# draining lakes on huron?



## joecc (Jan 31, 2007)

Anyone know when the draining of Bellevue lake, etc begins on the Huron?


----------



## Fishndude (Feb 22, 2003)

What makes you think that anyone drains (I assume you meant Belleville, since Bellevue is quite a distance west, and isn't in the SE part of the State) Belleville Lake. The dam at French Landing is basically used to generate a small amount of electric power, and to moderate the flow of the river. They open the dam when there is an influx of water, and close it more when there is less flow. They do not drain the lake down each fall, as is done in some places. At least they haven't for the last 20 years, while I have lived in Belleville. 
It is supposed to start raining this Friday, and is expected to continue through next Wednesday. I would guess that the dam will be opened to allow more water through, when that happens.


----------



## bigsablemike (Apr 26, 2005)

i grew up in belleville the lake used to be drawn down every year,about 10 ft.it was pretty cool scavging all the snagged lures,finding crap that people threw in years before.id guess its been about 25 years or so since its happened.


----------



## Michigan Mike (May 21, 2004)

Bellville doesn't lower any more that I know of, but Kent lake
started its annual drop of 3 ft Nov 1 as usual which is approx
1 billion gallons, after that Portage will drop its level from 12
to 16 inches usually between 15th and the 22nd.
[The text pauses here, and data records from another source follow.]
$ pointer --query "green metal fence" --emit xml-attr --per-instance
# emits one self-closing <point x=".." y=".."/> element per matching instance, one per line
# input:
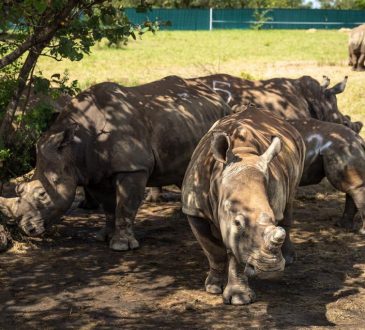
<point x="208" y="19"/>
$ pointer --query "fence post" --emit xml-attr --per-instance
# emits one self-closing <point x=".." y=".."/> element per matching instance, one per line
<point x="210" y="19"/>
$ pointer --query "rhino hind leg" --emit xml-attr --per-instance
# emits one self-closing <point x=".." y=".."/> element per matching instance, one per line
<point x="288" y="248"/>
<point x="129" y="195"/>
<point x="154" y="195"/>
<point x="106" y="233"/>
<point x="215" y="252"/>
<point x="358" y="196"/>
<point x="347" y="219"/>
<point x="237" y="290"/>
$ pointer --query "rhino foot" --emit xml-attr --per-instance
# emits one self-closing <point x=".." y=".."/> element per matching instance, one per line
<point x="103" y="235"/>
<point x="345" y="224"/>
<point x="214" y="284"/>
<point x="123" y="243"/>
<point x="362" y="231"/>
<point x="359" y="68"/>
<point x="238" y="295"/>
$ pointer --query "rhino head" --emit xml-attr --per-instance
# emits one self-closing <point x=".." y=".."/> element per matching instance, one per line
<point x="43" y="200"/>
<point x="246" y="219"/>
<point x="322" y="101"/>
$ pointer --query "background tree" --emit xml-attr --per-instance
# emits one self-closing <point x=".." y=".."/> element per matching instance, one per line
<point x="342" y="4"/>
<point x="223" y="3"/>
<point x="61" y="29"/>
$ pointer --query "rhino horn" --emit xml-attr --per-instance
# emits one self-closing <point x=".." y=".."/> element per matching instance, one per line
<point x="325" y="82"/>
<point x="270" y="153"/>
<point x="8" y="206"/>
<point x="338" y="88"/>
<point x="275" y="239"/>
<point x="220" y="146"/>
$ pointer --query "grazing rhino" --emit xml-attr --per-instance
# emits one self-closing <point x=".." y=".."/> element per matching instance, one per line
<point x="238" y="187"/>
<point x="290" y="98"/>
<point x="335" y="152"/>
<point x="114" y="141"/>
<point x="357" y="48"/>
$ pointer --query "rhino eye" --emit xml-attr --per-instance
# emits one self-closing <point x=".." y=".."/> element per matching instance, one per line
<point x="240" y="221"/>
<point x="40" y="194"/>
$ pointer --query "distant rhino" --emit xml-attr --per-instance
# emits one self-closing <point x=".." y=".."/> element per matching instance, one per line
<point x="114" y="141"/>
<point x="337" y="153"/>
<point x="289" y="98"/>
<point x="239" y="186"/>
<point x="356" y="46"/>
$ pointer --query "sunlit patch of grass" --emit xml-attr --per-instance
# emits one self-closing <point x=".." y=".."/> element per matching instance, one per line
<point x="245" y="53"/>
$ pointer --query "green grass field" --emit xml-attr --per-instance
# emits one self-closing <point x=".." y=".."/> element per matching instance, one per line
<point x="246" y="53"/>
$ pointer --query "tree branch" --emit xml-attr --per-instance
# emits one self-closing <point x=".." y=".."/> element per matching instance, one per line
<point x="40" y="35"/>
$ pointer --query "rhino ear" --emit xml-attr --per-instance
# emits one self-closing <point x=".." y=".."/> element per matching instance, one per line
<point x="271" y="152"/>
<point x="338" y="88"/>
<point x="220" y="146"/>
<point x="325" y="82"/>
<point x="62" y="139"/>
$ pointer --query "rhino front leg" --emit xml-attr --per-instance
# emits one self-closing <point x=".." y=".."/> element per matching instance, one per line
<point x="347" y="220"/>
<point x="237" y="291"/>
<point x="358" y="196"/>
<point x="154" y="195"/>
<point x="360" y="62"/>
<point x="129" y="195"/>
<point x="214" y="250"/>
<point x="105" y="234"/>
<point x="288" y="248"/>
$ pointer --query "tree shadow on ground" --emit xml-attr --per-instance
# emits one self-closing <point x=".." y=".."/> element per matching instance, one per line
<point x="71" y="280"/>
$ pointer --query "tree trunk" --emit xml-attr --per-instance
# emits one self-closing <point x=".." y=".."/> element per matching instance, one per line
<point x="27" y="67"/>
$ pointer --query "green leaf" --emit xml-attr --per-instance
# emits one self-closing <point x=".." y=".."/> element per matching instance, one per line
<point x="40" y="5"/>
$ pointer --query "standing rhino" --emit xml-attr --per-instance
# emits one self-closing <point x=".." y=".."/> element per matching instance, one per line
<point x="238" y="187"/>
<point x="289" y="98"/>
<point x="114" y="141"/>
<point x="335" y="152"/>
<point x="357" y="48"/>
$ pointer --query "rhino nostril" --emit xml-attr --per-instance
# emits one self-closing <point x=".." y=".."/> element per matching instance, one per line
<point x="32" y="231"/>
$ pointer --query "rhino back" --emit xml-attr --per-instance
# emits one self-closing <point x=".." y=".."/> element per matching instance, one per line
<point x="282" y="96"/>
<point x="202" y="178"/>
<point x="357" y="38"/>
<point x="152" y="127"/>
<point x="326" y="142"/>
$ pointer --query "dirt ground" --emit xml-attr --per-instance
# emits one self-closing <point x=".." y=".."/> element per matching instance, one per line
<point x="68" y="280"/>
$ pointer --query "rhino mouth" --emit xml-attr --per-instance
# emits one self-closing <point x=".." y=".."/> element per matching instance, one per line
<point x="265" y="267"/>
<point x="32" y="227"/>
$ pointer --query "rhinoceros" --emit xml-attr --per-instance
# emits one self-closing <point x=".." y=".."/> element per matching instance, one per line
<point x="290" y="98"/>
<point x="238" y="187"/>
<point x="356" y="46"/>
<point x="335" y="152"/>
<point x="114" y="141"/>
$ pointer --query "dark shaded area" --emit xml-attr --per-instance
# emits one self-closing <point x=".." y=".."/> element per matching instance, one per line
<point x="70" y="280"/>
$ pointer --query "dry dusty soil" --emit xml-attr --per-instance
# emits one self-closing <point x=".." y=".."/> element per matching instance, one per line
<point x="68" y="280"/>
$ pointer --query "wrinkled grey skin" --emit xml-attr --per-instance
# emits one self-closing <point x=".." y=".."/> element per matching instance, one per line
<point x="238" y="187"/>
<point x="289" y="98"/>
<point x="3" y="239"/>
<point x="356" y="47"/>
<point x="337" y="153"/>
<point x="114" y="141"/>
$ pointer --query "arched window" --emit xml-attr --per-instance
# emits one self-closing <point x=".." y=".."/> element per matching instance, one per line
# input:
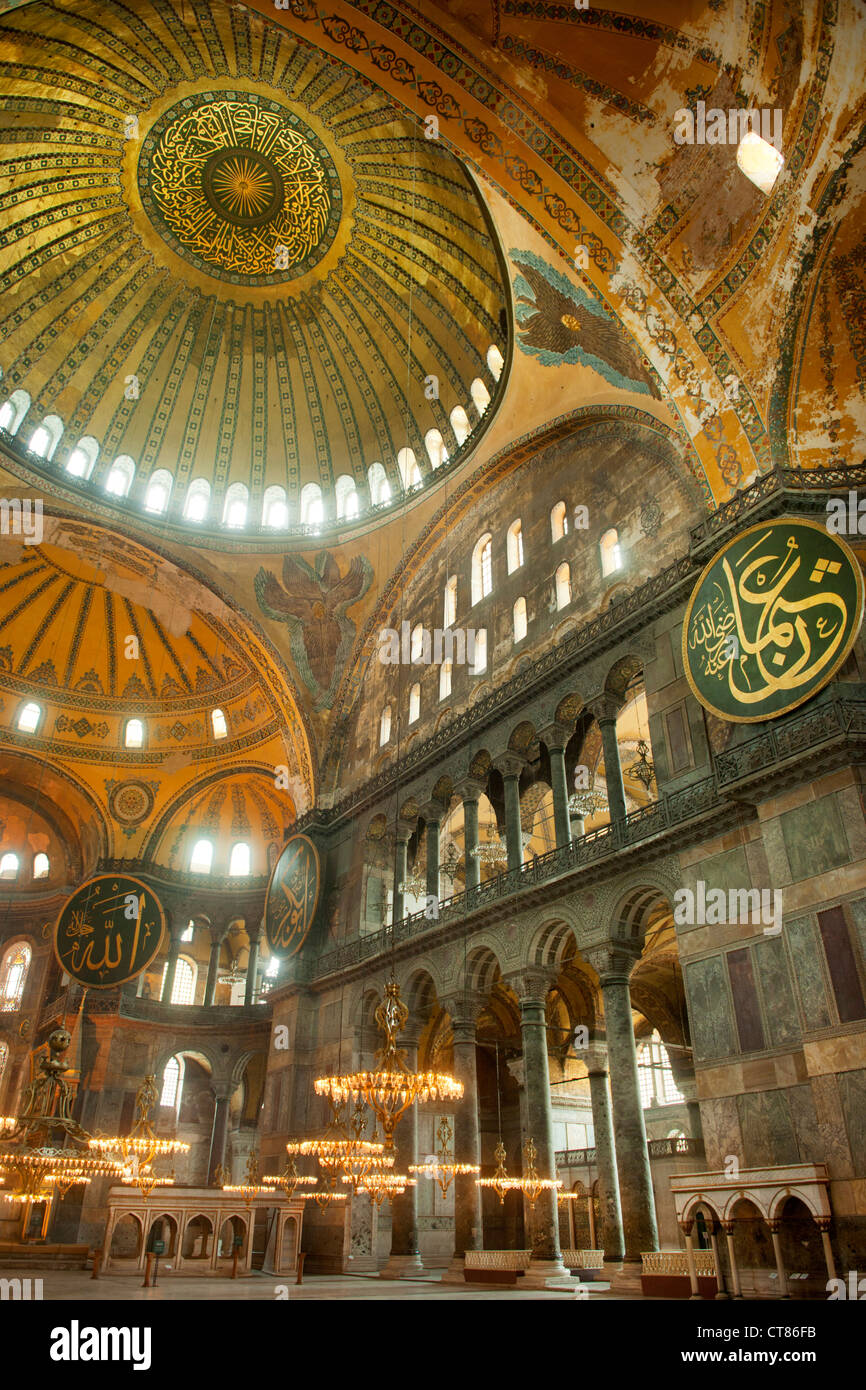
<point x="435" y="448"/>
<point x="483" y="569"/>
<point x="9" y="866"/>
<point x="202" y="856"/>
<point x="274" y="510"/>
<point x="159" y="491"/>
<point x="515" y="546"/>
<point x="380" y="488"/>
<point x="184" y="987"/>
<point x="559" y="521"/>
<point x="198" y="501"/>
<point x="120" y="476"/>
<point x="495" y="362"/>
<point x="46" y="437"/>
<point x="481" y="396"/>
<point x="29" y="716"/>
<point x="234" y="509"/>
<point x="312" y="508"/>
<point x="520" y="619"/>
<point x="385" y="726"/>
<point x="239" y="863"/>
<point x="414" y="704"/>
<point x="13" y="976"/>
<point x="409" y="469"/>
<point x="14" y="410"/>
<point x="134" y="733"/>
<point x="346" y="498"/>
<point x="451" y="602"/>
<point x="173" y="1082"/>
<point x="82" y="458"/>
<point x="459" y="423"/>
<point x="563" y="585"/>
<point x="612" y="556"/>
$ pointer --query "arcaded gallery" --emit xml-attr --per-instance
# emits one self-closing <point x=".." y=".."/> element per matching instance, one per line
<point x="433" y="695"/>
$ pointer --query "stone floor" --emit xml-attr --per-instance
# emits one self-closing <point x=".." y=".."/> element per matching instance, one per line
<point x="70" y="1286"/>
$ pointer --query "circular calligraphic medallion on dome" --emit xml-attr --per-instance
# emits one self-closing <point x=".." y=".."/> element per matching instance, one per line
<point x="239" y="186"/>
<point x="292" y="897"/>
<point x="109" y="930"/>
<point x="772" y="619"/>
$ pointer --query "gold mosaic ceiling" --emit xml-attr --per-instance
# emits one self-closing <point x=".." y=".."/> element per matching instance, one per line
<point x="224" y="255"/>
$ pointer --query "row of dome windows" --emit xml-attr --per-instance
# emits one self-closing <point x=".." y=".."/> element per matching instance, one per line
<point x="235" y="508"/>
<point x="31" y="713"/>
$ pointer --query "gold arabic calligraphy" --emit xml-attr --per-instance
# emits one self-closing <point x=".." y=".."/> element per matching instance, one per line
<point x="758" y="641"/>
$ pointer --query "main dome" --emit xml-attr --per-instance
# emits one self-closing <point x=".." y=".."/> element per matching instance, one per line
<point x="241" y="288"/>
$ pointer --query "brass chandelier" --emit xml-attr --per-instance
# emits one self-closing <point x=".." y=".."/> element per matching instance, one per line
<point x="392" y="1087"/>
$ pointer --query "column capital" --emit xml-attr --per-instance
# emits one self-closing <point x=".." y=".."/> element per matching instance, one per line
<point x="509" y="763"/>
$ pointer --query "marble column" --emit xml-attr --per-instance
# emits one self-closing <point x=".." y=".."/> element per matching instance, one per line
<point x="615" y="965"/>
<point x="555" y="738"/>
<point x="469" y="1232"/>
<point x="605" y="1153"/>
<point x="252" y="965"/>
<point x="541" y="1221"/>
<point x="605" y="710"/>
<point x="405" y="1261"/>
<point x="510" y="766"/>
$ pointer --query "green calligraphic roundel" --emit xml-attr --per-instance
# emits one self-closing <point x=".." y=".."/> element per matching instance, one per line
<point x="109" y="930"/>
<point x="772" y="619"/>
<point x="292" y="897"/>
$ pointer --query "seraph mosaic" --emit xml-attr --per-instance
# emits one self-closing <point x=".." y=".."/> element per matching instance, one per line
<point x="313" y="603"/>
<point x="559" y="323"/>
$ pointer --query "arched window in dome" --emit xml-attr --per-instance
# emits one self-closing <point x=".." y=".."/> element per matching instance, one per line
<point x="520" y="619"/>
<point x="173" y="1082"/>
<point x="9" y="865"/>
<point x="13" y="976"/>
<point x="483" y="569"/>
<point x="14" y="410"/>
<point x="515" y="546"/>
<point x="312" y="505"/>
<point x="120" y="476"/>
<point x="481" y="396"/>
<point x="134" y="733"/>
<point x="459" y="423"/>
<point x="217" y="723"/>
<point x="435" y="448"/>
<point x="380" y="488"/>
<point x="409" y="469"/>
<point x="234" y="509"/>
<point x="239" y="862"/>
<point x="346" y="498"/>
<point x="495" y="362"/>
<point x="414" y="704"/>
<point x="29" y="716"/>
<point x="385" y="726"/>
<point x="202" y="856"/>
<point x="612" y="556"/>
<point x="563" y="585"/>
<point x="274" y="509"/>
<point x="198" y="501"/>
<point x="159" y="491"/>
<point x="82" y="458"/>
<point x="184" y="987"/>
<point x="46" y="437"/>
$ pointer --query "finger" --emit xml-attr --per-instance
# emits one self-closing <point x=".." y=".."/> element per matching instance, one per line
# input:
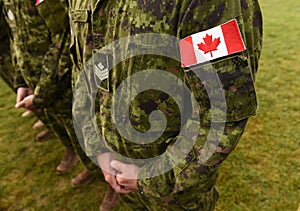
<point x="117" y="165"/>
<point x="125" y="191"/>
<point x="20" y="104"/>
<point x="19" y="98"/>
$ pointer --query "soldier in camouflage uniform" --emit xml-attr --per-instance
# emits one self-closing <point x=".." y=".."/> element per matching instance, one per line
<point x="44" y="67"/>
<point x="6" y="67"/>
<point x="190" y="184"/>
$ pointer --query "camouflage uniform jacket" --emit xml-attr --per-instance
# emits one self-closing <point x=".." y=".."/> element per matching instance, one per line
<point x="98" y="23"/>
<point x="43" y="61"/>
<point x="6" y="66"/>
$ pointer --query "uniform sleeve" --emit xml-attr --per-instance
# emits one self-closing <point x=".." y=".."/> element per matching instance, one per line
<point x="54" y="78"/>
<point x="236" y="74"/>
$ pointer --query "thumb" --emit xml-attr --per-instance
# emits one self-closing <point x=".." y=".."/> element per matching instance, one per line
<point x="117" y="165"/>
<point x="20" y="104"/>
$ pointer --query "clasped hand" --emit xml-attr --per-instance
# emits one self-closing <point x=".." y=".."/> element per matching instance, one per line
<point x="121" y="176"/>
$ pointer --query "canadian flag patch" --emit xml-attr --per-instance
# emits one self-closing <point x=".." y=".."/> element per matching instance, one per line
<point x="213" y="43"/>
<point x="37" y="2"/>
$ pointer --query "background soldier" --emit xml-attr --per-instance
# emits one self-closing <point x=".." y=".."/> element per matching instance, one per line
<point x="43" y="81"/>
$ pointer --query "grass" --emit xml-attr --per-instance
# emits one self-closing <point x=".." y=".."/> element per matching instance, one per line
<point x="263" y="173"/>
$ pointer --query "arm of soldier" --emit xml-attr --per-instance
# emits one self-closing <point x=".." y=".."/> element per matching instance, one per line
<point x="21" y="87"/>
<point x="188" y="170"/>
<point x="56" y="71"/>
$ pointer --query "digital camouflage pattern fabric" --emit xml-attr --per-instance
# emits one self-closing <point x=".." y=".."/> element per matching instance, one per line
<point x="6" y="63"/>
<point x="190" y="185"/>
<point x="44" y="65"/>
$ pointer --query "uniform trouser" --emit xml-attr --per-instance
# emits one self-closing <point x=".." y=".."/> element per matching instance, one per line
<point x="199" y="193"/>
<point x="62" y="127"/>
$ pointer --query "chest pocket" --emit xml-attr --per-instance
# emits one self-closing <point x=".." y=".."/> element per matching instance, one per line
<point x="55" y="14"/>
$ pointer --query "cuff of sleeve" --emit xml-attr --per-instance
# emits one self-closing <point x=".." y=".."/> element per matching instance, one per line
<point x="38" y="102"/>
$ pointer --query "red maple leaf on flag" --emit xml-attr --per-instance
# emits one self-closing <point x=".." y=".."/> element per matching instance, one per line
<point x="209" y="45"/>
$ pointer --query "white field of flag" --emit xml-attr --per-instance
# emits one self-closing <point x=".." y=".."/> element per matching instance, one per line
<point x="211" y="44"/>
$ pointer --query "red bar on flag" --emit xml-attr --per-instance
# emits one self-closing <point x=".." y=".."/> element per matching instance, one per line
<point x="37" y="2"/>
<point x="211" y="44"/>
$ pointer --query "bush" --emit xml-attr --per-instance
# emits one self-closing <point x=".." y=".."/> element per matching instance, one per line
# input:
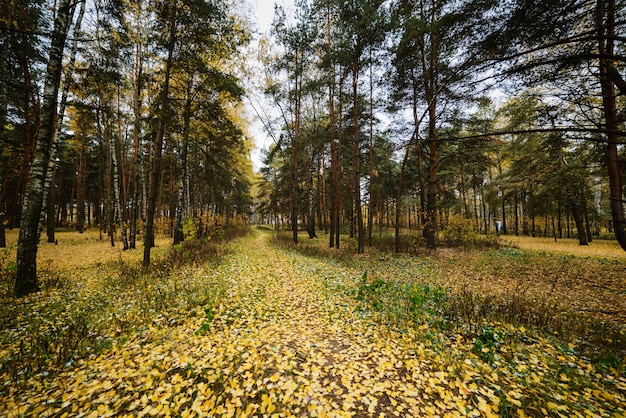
<point x="459" y="232"/>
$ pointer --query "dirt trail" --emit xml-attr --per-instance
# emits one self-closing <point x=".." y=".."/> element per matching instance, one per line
<point x="286" y="338"/>
<point x="305" y="349"/>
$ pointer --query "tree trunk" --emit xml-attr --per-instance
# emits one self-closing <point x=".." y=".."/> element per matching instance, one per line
<point x="181" y="206"/>
<point x="26" y="279"/>
<point x="605" y="27"/>
<point x="310" y="197"/>
<point x="430" y="228"/>
<point x="158" y="147"/>
<point x="118" y="213"/>
<point x="356" y="163"/>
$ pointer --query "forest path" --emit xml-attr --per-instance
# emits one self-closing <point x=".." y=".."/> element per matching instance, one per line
<point x="287" y="337"/>
<point x="299" y="345"/>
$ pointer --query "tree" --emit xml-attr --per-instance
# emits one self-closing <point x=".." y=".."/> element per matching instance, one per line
<point x="589" y="36"/>
<point x="26" y="279"/>
<point x="434" y="60"/>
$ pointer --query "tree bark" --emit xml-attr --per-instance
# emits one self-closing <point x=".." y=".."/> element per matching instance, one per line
<point x="158" y="146"/>
<point x="26" y="279"/>
<point x="181" y="207"/>
<point x="356" y="162"/>
<point x="605" y="27"/>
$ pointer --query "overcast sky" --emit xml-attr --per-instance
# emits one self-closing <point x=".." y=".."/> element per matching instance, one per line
<point x="264" y="12"/>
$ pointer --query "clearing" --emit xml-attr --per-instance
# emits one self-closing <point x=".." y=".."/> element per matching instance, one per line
<point x="294" y="335"/>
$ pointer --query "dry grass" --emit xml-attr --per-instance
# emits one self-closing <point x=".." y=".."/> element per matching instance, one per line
<point x="79" y="251"/>
<point x="597" y="248"/>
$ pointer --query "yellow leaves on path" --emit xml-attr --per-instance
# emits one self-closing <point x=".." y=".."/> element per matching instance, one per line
<point x="286" y="341"/>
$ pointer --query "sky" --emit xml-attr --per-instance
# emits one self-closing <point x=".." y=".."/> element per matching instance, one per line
<point x="264" y="13"/>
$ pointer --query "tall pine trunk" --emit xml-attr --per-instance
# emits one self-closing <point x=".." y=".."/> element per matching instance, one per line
<point x="181" y="205"/>
<point x="356" y="163"/>
<point x="605" y="27"/>
<point x="158" y="146"/>
<point x="26" y="279"/>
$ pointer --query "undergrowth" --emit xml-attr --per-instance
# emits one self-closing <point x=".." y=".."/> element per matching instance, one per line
<point x="460" y="292"/>
<point x="72" y="319"/>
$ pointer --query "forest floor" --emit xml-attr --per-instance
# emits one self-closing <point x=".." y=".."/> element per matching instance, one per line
<point x="271" y="330"/>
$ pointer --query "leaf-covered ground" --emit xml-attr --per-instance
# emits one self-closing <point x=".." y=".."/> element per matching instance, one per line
<point x="291" y="335"/>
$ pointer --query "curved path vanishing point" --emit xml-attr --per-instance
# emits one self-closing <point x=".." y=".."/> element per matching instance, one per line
<point x="286" y="340"/>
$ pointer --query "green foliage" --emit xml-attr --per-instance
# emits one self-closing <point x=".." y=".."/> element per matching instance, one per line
<point x="401" y="304"/>
<point x="74" y="322"/>
<point x="459" y="232"/>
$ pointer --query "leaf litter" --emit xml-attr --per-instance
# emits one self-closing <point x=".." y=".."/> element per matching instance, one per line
<point x="288" y="336"/>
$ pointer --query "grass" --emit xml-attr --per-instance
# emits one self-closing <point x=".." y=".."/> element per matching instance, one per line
<point x="95" y="296"/>
<point x="575" y="295"/>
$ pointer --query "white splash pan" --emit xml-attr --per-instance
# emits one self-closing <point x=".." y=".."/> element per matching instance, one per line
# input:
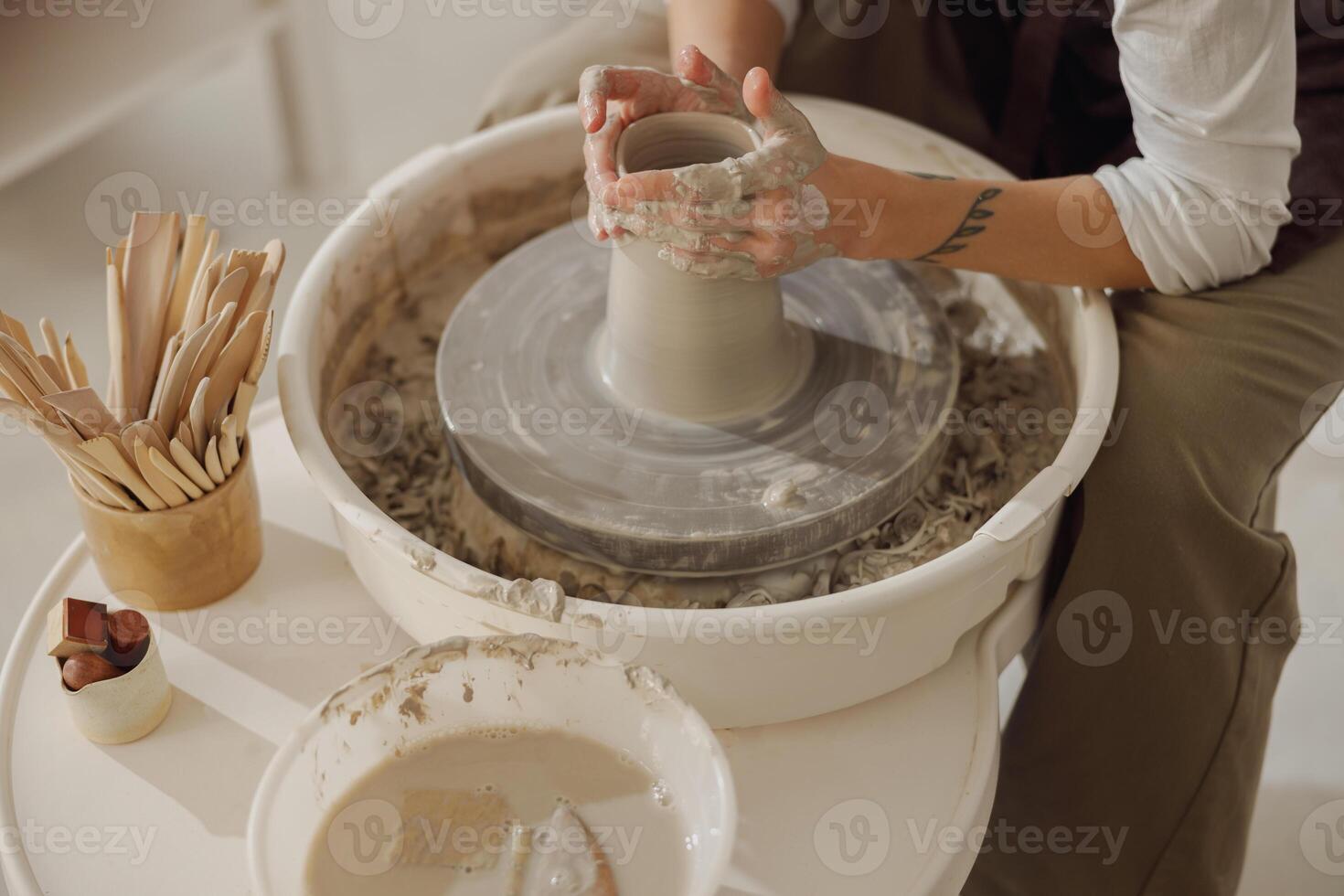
<point x="748" y="667"/>
<point x="517" y="680"/>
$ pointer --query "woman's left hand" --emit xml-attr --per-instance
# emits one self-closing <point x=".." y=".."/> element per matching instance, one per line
<point x="752" y="218"/>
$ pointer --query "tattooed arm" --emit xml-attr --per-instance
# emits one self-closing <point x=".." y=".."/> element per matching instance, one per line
<point x="791" y="203"/>
<point x="1060" y="231"/>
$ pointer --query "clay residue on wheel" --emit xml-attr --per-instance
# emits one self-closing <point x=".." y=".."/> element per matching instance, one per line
<point x="1007" y="369"/>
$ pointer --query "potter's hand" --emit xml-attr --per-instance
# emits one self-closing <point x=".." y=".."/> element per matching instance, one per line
<point x="750" y="218"/>
<point x="612" y="97"/>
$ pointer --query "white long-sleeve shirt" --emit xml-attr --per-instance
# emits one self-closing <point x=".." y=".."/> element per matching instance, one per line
<point x="1211" y="88"/>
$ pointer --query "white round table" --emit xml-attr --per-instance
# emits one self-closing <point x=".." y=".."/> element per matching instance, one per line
<point x="880" y="797"/>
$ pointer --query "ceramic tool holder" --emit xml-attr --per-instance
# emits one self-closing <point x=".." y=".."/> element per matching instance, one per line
<point x="123" y="709"/>
<point x="179" y="558"/>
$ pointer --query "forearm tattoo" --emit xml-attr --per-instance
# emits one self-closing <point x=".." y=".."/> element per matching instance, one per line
<point x="966" y="229"/>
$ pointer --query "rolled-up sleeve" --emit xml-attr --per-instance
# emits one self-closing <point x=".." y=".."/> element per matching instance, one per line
<point x="1211" y="86"/>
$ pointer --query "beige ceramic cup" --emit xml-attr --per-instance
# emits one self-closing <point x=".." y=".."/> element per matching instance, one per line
<point x="125" y="709"/>
<point x="180" y="558"/>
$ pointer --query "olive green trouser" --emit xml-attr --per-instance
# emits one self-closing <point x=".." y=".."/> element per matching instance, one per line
<point x="1140" y="732"/>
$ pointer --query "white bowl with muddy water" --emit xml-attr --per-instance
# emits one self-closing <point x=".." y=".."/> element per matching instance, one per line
<point x="406" y="776"/>
<point x="738" y="667"/>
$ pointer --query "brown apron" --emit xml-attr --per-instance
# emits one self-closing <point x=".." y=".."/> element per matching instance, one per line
<point x="1041" y="94"/>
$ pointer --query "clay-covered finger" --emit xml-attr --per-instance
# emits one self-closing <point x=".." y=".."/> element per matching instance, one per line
<point x="772" y="109"/>
<point x="600" y="155"/>
<point x="640" y="187"/>
<point x="601" y="83"/>
<point x="694" y="66"/>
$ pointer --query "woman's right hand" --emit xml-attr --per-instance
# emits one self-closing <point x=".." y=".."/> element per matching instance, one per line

Should be seeing a slight effect from it now down in flatrock,
but if we get this 3 days of rain they predict on top of this,
next week the levels should be way up!

mike


----------



## wanderboy (Sep 24, 2008)

I don't know about this lake you talked about, but I saw Kinsington Park's lower its water level in the park lakes; samething been done on Stony Creek Park lakes, so I assumed this is an regular effect by the park people. Been the major water source for both Huron & Clinton, I guess they are effecting the water level on both rivers. Maybe? anyone?


----------



## stinger63 (Nov 25, 2003)

The best thing they can do is drain Bellville lake till its dry,its nothing but a sewer pit anyways.Sorry if I offended anyone but its the truth.


----------



## bigsablemike (Apr 26, 2005)

stinger63 said:


> The best thing they can do is drain Bellville lake till its dry,its nothing but a sewer pit anyways.Sorry if I offended anyone but its the truth.


 
im not offended,but from april till july theres some great fishing.then again starting in september.its really clear until the boat traffic gets heavy.


----------